I’ve learned a lot during the past three weeks. A lot about myself, a lot about my wife and family and a lot about Cancer and its treatments. I’ve always thought I was better at handling the big stuff than the little stuff. I think I’ve proven this to be true. Needless to say, I need to work on handling the small stuff much better. I’ve learned that my wife loves me more than I can imagine. She has been by my side the entire time. She sat by my bed when I was in the hospital and all buzzed up on dilaudid, codeine, and other narcotics most likely being a babbling idiot. She has been by my side for my Chemo treatments, let me remind you these are pretty much all day affairs. All the while holding down the fort at home. Making sure my kiddos are taken care of. School for both my son and daughter, dance and swim lessons for Harper and maybe the toughest job making sure Miles doesn’t jump off the roof or impale himself with some sort of semi-sharp object.
Surprisingly I’ve learned my daughter is a lot smarter than a 3-year-old should be, she knows something is wrong with daddy but isn’t quite sure. Maybe I am wrong but there isn’t a need for a girl who is that young to know a whole lot about Cancer. She knows daddy has holes in his side that look better and that he has steri-strips on his chest in the form of an H (for Harper obviously). Every time I leave the house she asks “are you going to see the Doctor so he can look at your holes?” or “are you staying at the hospital tonight?” Both bring tears to my eyes every time.

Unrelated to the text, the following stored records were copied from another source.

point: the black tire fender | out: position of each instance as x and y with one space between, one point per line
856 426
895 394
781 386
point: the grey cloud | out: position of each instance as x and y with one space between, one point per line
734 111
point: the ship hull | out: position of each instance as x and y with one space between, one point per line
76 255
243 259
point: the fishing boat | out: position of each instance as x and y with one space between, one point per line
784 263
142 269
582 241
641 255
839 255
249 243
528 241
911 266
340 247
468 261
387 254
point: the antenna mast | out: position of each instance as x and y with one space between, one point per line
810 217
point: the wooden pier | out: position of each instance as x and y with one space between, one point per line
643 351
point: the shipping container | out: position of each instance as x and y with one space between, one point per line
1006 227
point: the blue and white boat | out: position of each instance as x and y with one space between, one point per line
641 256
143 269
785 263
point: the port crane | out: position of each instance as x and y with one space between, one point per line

Myles my 22 month old doesn’t really know what’s going on but, what he does know is daddy isn’t picking him up as often as he used to, or that sometimes when he jumps on daddy, there is a wince of pain that wasn’t there before.
I think about these two often, and what the future holds for them. Although I don’t think it is the case, these guys may be faced with growing up without their daddy. They’re great kids and they don’t deserve that fate.

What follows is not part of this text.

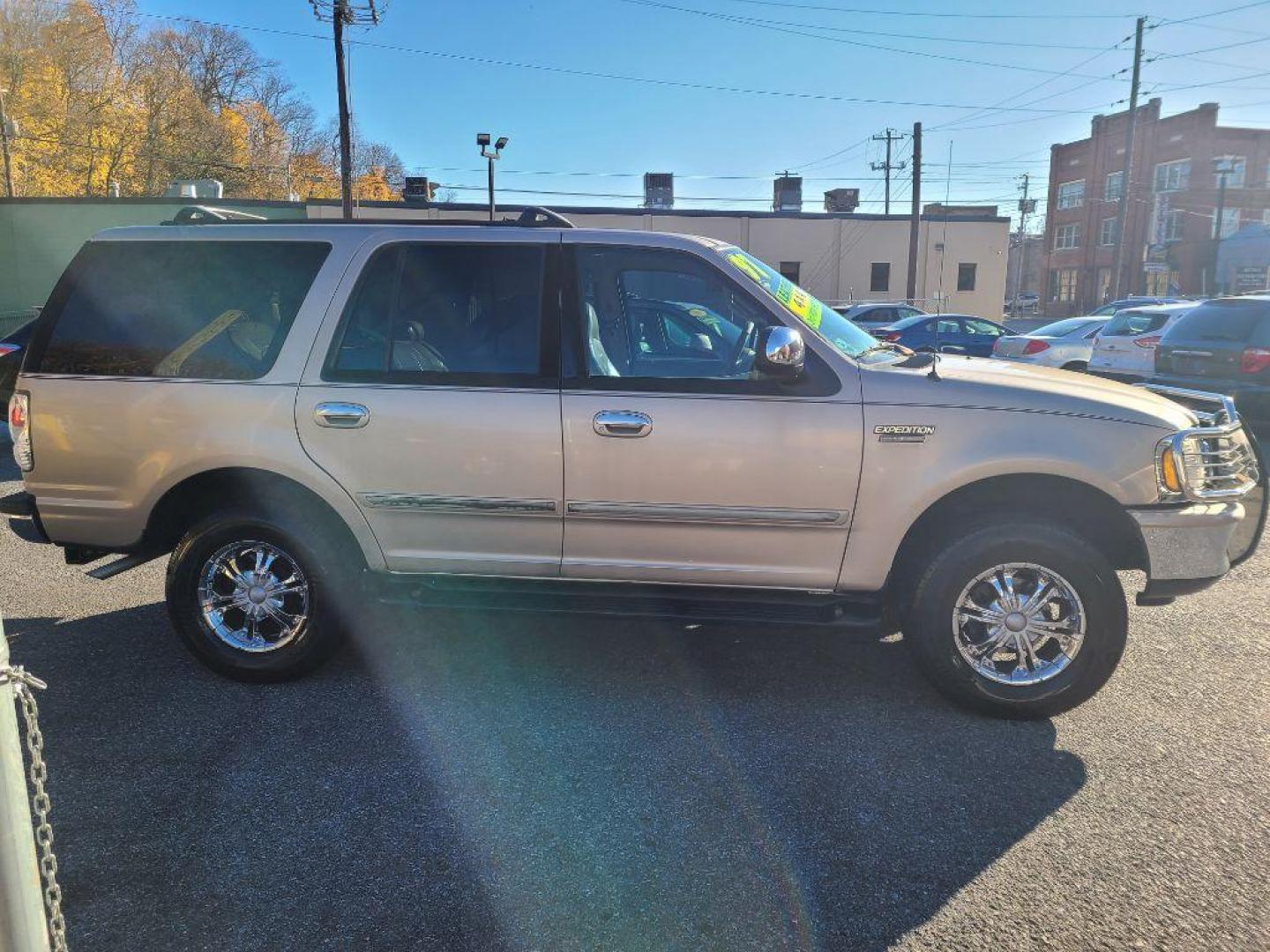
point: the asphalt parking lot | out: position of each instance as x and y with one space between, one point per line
502 782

I’ve also learned a lot about my family back home. The support from my Mom & Dad has been unwavering. I know it is killing them, in fact I was scared to tell them about the diagnosis because I was afraid of how they would react. The reaction has been one of overwhelming support – so much so that my dad shaved his head. The support from my sister and her family continues to be incredible. Not only has my sister been an advocate, she has introduced me to some of the nicest people on the planet. As I’ve mentioned before both my parents and sister have had their scares with cancer, this makes them uniquely qualified to understand my situation. Jules my niece has made me things and checks in via text and snap chat that always puts a smile on my face.

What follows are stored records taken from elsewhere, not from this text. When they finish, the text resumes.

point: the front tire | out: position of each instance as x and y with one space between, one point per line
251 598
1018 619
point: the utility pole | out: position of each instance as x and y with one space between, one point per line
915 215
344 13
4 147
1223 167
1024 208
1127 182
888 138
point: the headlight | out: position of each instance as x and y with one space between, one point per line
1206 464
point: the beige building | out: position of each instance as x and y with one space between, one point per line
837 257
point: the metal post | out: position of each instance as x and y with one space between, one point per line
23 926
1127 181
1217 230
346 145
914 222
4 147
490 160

I’ve also learned treatment has come a long way, literally light years. If I would have been diagnosed a few years ago immunotherapy wouldn’t have been an option. Although not yet standard treatment it is becoming more common and thank God I am part of a trial that will give me access to this cutting edge treatment.
I’ve learned that everyone takes bad news differently and there is no right way or wrong way to handle it. I am thankful that the people around me can put up with my morbid sense of humor and are letting me handle this the way I want to handle it. I’ve learned that Cancer doesn’t define a person unless you let it define you.
As We, my family, myself, and all the readers of this blog and my supporters get ready to start round 2, I am looking forward to being one step closer to the end.
Thank you for reading and the continued support.